While M-Pesa lost revenue on account of the removal of M-Pesa to bank transfer fees, most customers found convenience in depositing money via M-Pesa rather than directly through a bank branch increasing the commissions earned by agents on deposits.
M-Pesa transactions’ value grew to Ksh22.04 trillion (58.2%) while the volume rose 29.8% to 11.68 billion.
An additional 3.4 million monthly active M-Pesa users joined the platform raising the number to 28.31 million users.
Also, the number of M-Pesa agents grew 43.1% in the period to 247,780 as compared to 173,260 in the period ending March 2020.
Supermarket chain Tuskys - whose branches have fast fallen from a high of 60 to just about 7 - is seeking regulatory approval from the Competition Authority of Kenya (CAK) to lease its brand name through a franchise.

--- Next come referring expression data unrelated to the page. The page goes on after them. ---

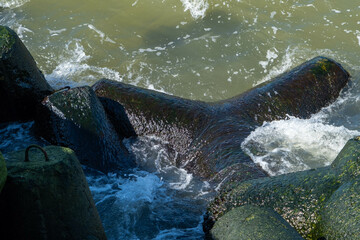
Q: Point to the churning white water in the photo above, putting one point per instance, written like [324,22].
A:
[160,201]
[198,49]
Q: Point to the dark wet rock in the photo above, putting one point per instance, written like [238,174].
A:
[48,199]
[22,85]
[117,115]
[316,202]
[3,172]
[253,223]
[208,136]
[76,119]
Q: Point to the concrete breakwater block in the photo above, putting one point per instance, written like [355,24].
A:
[318,203]
[47,199]
[22,85]
[253,223]
[75,118]
[3,172]
[208,136]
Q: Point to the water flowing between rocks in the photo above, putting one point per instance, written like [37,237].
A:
[199,49]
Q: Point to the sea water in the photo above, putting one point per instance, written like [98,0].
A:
[199,49]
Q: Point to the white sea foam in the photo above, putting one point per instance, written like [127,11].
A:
[12,3]
[285,64]
[159,198]
[197,8]
[73,65]
[296,144]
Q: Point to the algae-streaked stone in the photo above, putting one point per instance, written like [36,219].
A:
[3,172]
[253,223]
[340,218]
[308,200]
[76,119]
[48,200]
[22,85]
[208,136]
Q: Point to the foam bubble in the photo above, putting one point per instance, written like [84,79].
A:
[12,3]
[296,144]
[73,65]
[197,8]
[161,198]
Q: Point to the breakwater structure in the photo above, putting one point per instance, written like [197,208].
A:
[208,136]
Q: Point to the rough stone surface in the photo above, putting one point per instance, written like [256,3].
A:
[48,200]
[3,172]
[208,136]
[76,119]
[316,202]
[22,85]
[253,223]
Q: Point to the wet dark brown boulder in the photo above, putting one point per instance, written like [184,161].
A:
[76,119]
[208,136]
[3,172]
[22,85]
[47,199]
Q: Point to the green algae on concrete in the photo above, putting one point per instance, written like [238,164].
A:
[307,200]
[22,85]
[3,172]
[75,118]
[48,200]
[253,223]
[208,136]
[6,40]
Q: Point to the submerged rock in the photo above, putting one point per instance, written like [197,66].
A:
[22,85]
[317,202]
[47,199]
[208,136]
[76,119]
[3,172]
[253,223]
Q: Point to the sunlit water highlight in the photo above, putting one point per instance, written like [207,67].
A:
[199,49]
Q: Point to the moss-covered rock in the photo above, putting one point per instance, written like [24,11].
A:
[47,200]
[253,223]
[76,119]
[22,85]
[340,217]
[308,200]
[3,172]
[208,136]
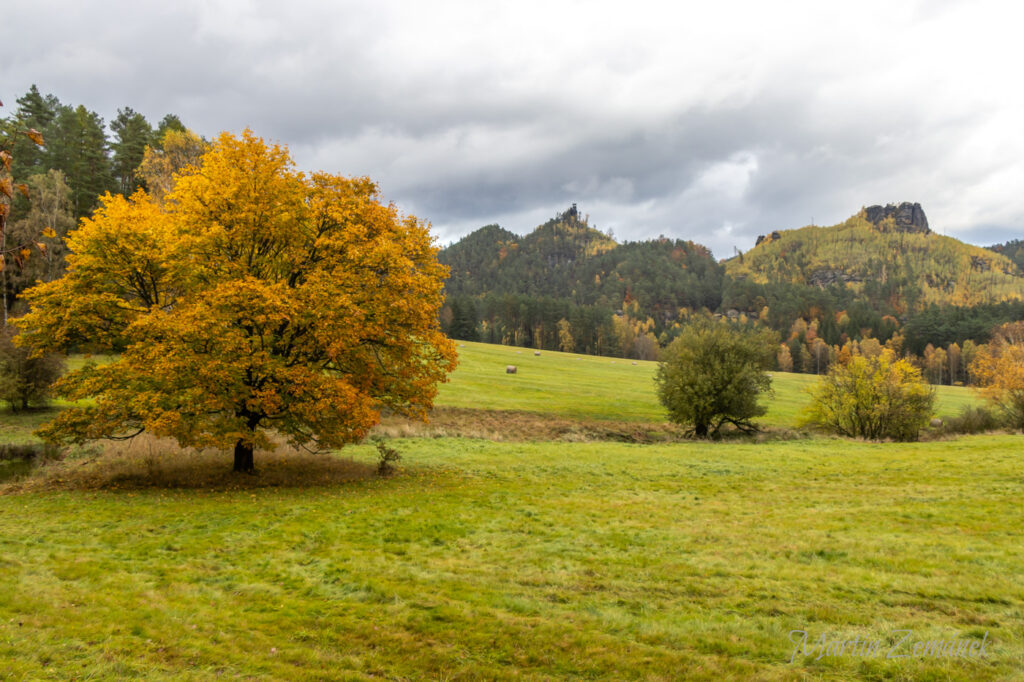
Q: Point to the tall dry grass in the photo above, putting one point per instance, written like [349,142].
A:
[148,462]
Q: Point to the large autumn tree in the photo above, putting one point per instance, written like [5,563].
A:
[253,300]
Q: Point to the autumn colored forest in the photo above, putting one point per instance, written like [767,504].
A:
[259,424]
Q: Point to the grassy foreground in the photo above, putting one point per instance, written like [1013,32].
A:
[486,560]
[522,560]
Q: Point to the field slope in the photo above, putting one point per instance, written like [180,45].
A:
[527,560]
[606,388]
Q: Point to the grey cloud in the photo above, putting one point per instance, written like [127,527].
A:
[697,127]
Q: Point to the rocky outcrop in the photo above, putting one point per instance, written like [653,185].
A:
[906,217]
[770,238]
[826,276]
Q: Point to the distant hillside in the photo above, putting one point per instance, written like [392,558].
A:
[885,255]
[567,259]
[1014,250]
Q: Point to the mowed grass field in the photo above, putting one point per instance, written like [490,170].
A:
[532,560]
[609,388]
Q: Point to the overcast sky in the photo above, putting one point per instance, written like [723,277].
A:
[714,122]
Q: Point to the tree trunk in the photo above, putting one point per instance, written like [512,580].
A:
[244,458]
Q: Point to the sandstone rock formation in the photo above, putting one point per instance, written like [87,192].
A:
[907,217]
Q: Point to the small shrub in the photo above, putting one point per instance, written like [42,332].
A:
[973,420]
[713,374]
[387,457]
[871,397]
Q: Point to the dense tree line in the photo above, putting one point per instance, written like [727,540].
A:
[82,158]
[569,287]
[1014,250]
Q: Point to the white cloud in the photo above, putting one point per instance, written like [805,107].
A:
[654,119]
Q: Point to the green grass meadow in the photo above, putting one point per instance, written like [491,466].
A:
[532,560]
[610,388]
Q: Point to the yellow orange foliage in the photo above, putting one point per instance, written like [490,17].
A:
[998,371]
[254,299]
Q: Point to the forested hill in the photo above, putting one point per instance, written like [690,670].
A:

If successful, the struggling retailer will be allowed to charge independent retailers a fee for using its brand name as a Ksh2.1 billion investment deal with a mystery investor faces delays.
The proposal seeks to keep the brand name alive as it seeks much-needed investment to bounce back.
The strategy mirrors Uchumi Supermarket’s franchise plan announced in 2018 after the government pulled the plug on a bailout plan. This, however, has not seemed to have worked for the state-owned retailer.